De acordo com o presidente do porto, Armando Monteiro Bisneto, a chegada da equipe técnica marca o início de um trabalho estratégico que vai muito além dos limites geográficos de Pernambuco. “Contratamos uma empresa especializada em inteligência marítima, com expertise em analisar a capacidade econômica da hinterlândia que Suape atende, que muitas vezes é maior do que o próprio estado”, afirmou.
Na prática, essa área de influência (conhecida como hinterlândia) se estende por diversos estados do Nordeste, incluindo Ceará, Paraíba, Alagoas, Rio Grande do Norte e Sergipe, além de regiões do interior da Bahia. A proposta da consultoria é compreender, com maior precisão, o fluxo de mercadorias que já circula por esse território, bem como identificar cargas potenciais ainda não capturadas pelo porto.

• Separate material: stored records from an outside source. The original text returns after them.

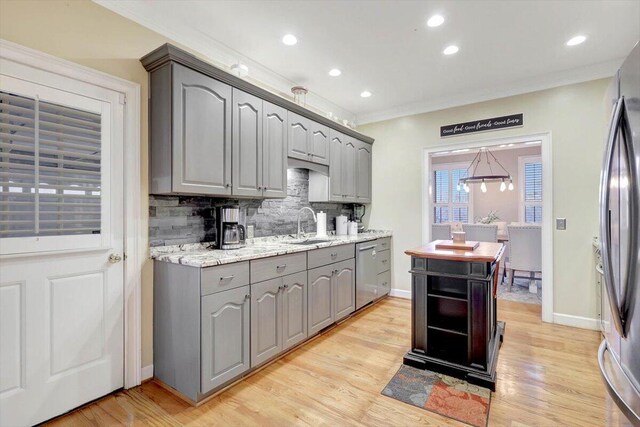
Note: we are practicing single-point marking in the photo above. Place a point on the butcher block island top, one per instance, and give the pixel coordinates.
(485, 252)
(454, 328)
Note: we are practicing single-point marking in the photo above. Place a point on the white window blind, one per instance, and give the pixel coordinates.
(49, 169)
(532, 188)
(450, 204)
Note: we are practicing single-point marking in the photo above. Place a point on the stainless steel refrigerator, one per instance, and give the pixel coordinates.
(619, 353)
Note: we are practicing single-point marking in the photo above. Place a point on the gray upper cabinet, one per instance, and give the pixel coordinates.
(363, 182)
(319, 144)
(190, 133)
(344, 289)
(348, 169)
(266, 320)
(294, 309)
(225, 337)
(274, 151)
(320, 297)
(247, 144)
(299, 136)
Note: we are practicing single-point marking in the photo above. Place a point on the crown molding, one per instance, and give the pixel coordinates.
(535, 84)
(223, 56)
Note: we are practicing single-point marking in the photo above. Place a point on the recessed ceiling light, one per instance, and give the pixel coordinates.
(435, 21)
(576, 40)
(289, 40)
(450, 50)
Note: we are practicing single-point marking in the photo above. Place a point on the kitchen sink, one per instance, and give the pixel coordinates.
(309, 242)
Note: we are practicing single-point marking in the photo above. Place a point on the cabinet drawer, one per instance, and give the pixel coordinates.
(270, 268)
(383, 261)
(325, 256)
(224, 277)
(384, 283)
(384, 243)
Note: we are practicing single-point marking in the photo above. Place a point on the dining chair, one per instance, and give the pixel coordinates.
(525, 252)
(440, 232)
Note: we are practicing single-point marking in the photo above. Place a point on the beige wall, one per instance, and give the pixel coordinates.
(505, 203)
(575, 117)
(90, 35)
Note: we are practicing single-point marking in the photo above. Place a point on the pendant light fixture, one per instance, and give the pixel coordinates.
(491, 176)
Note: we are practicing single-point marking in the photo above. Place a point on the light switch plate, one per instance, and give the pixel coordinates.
(561, 223)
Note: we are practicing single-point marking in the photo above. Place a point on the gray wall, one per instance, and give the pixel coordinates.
(175, 220)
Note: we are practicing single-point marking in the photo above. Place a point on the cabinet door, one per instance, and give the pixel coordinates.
(294, 309)
(274, 151)
(266, 320)
(201, 134)
(320, 298)
(344, 289)
(224, 346)
(299, 136)
(363, 187)
(335, 170)
(247, 144)
(319, 144)
(349, 153)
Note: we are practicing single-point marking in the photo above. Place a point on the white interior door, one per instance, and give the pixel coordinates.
(61, 233)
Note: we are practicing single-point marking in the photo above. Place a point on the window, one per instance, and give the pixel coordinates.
(449, 202)
(530, 169)
(50, 169)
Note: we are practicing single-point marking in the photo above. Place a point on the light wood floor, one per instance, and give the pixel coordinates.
(547, 376)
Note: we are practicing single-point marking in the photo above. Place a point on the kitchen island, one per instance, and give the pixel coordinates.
(453, 307)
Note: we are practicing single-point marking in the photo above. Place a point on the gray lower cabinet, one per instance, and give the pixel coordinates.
(344, 289)
(278, 316)
(363, 179)
(331, 294)
(320, 298)
(190, 144)
(225, 337)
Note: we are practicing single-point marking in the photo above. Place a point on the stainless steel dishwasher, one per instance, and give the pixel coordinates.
(366, 273)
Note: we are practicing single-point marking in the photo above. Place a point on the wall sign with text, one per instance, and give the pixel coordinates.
(483, 125)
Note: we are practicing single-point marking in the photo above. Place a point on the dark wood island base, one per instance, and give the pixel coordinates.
(453, 307)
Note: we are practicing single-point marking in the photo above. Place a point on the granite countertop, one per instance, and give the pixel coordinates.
(203, 254)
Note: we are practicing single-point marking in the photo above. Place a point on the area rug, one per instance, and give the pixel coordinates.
(441, 394)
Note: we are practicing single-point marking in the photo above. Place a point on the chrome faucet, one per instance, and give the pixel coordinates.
(299, 212)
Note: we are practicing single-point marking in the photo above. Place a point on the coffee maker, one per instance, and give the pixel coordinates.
(230, 228)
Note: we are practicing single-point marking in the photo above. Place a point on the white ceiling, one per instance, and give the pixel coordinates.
(506, 47)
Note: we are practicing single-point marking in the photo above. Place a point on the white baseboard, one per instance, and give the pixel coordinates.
(147, 372)
(400, 293)
(576, 321)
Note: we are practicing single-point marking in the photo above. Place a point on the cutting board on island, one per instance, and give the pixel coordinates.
(450, 244)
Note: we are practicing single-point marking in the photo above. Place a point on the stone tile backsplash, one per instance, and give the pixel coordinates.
(175, 220)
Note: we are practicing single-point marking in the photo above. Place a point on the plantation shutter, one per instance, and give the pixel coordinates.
(50, 169)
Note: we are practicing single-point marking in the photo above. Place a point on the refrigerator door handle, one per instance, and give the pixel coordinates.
(604, 217)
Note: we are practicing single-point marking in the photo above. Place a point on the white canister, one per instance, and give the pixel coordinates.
(341, 225)
(353, 228)
(321, 226)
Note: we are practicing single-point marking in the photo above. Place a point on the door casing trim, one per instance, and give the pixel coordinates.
(135, 239)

Mapeamento em campo e escuta dos agentes econômicos
Durante o período em Pernambuco, os especialistas da Solve Shipping vão realizar uma série de entrevistas com operadores logísticos, exportadores, armadores, terminais e usuários do porto. A ideia é construir um diagnóstico detalhado sobre o perfil das cargas movimentadas, suas origens e destinos, além de entender gargalos operacionais e oportunidades de expansão.

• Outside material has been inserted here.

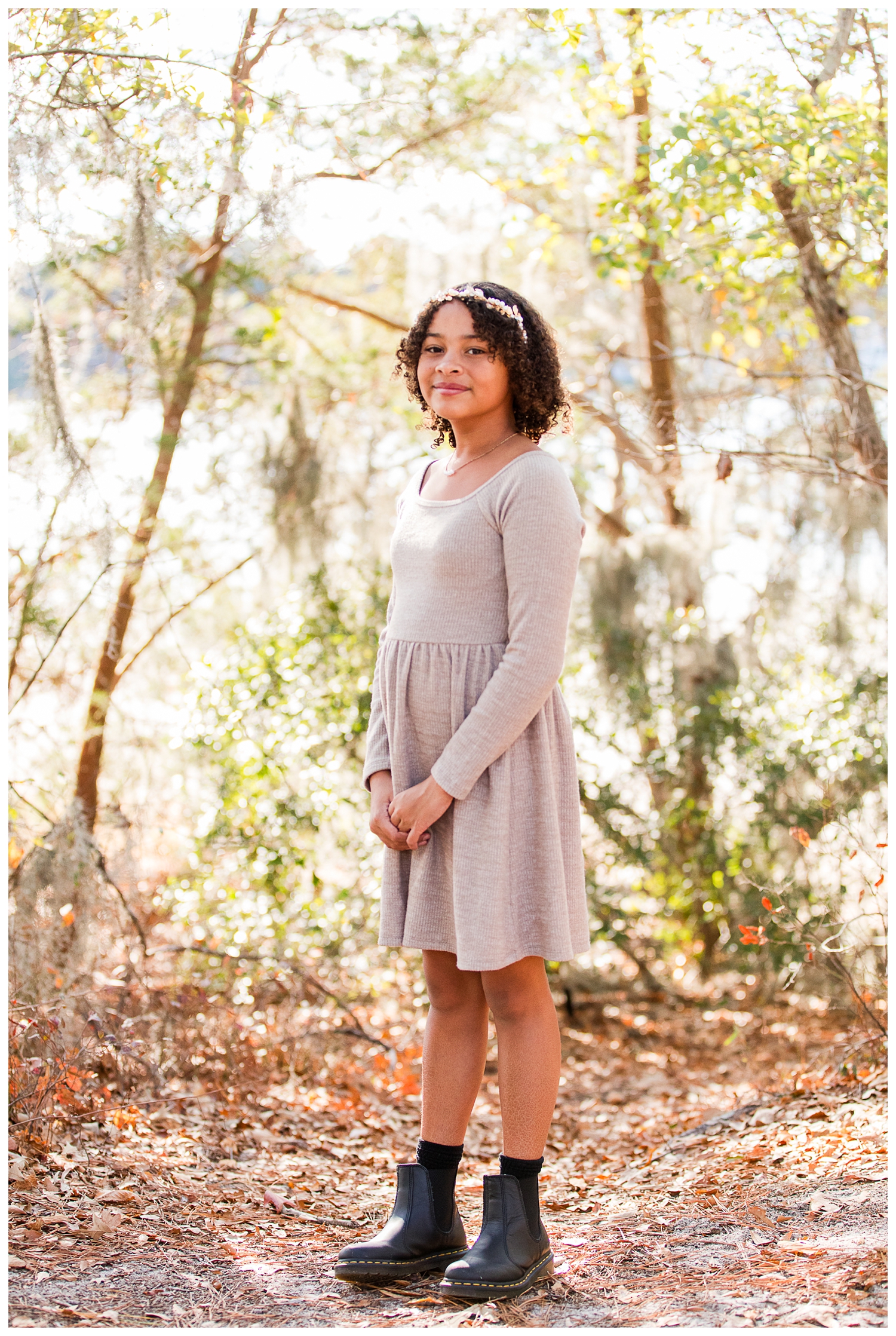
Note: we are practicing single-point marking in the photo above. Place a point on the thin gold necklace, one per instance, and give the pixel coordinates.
(452, 472)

Segundo Monteiro Bisneto, esse mapeamento é essencial para viabilizar novas rotas marítimas de forma sustentável. “Quando você consegue identificar a carga que você tem de ida e a carga que você tem de retorno ao longo do ano, você consegue criar um ‘match’ que permite a abertura de novas linhas marítimas”, explicou.
Hoje, Suape já conta com conexões regulares para a Ásia, América do Sul, América Central e Europa, além de rotas para o Mediterrâneo. No entanto, a estratégia do porto é ampliar esse leque, criando ligações mais diretas e competitivas com mercados considerados prioritários.
“A gente quer novas linhas para os Estados Unidos, quer reduzir escalas nas rotas para a Ásia e fortalecer conexões com o norte da Europa, que é um mercado muito relevante para produtos como frutas”, destacou o presidente. Ele também ressalta que a presença de empresas europeias instaladas em Suape reforça a vocação internacional do complexo.
Redução de tempo e ganho de competitividade
Um dos focos centrais do estudo será a redução do tempo de trânsito das cargas, fator decisivo para produtos perecíveis, como frutas, carnes e derivados. A diminuição de escalas e a criação de rotas mais diretas podem representar ganhos expressivos de competitividade para os exportadores nordestinos.
O trabalho da Solve Shipping também busca alinhar a oferta logística à demanda produtiva regional, criando condições para que novos fluxos de exportação se consolidem. A expectativa é que, ao reduzir custos e prazos, o porto amplie sua atratividade frente a outros hubs logísticos do país, mesmo estando mais distante
Potencial de novas cadeias exportadoras via Suape
Outro ponto destacado por Monteiro Bisneto é o potencial de desenvolvimento de cadeias produtivas que ainda não operam plenamente no comércio exterior. “Há cargas que ainda não são exploradas. Um exemplo é o ovo, que fez sua primeira exportação recentemente. Pode não parecer relevante em termos de contêiner, mas tem importância para regiões como o Agreste e a Zona da Mata”, afirmou.
Segundo ele, a criação de uma rota específica pode funcionar como catalisador para o crescimento dessas cadeias. “Se você começa exportando 15 contêineres de ovos para a África, isso pode evoluir para 30, 45. A partir daí, toda a cadeia produtiva se reorganiza para atender não só o mercado local, mas também o internacional”, explicou.
Além das melhorias operacionais, o projeto também carrega o componente cultural importante de incentivar empresários locais a enxergarem o mercado externo como parte de sua estratégia de crescimento. “É fundamental mostrar que o empresário pernambucano não precisa produzir apenas para o mercado local. Ele pode exportar para a África, Europa, América do Sul e até Ásia, dependendo do produto”, afirmou.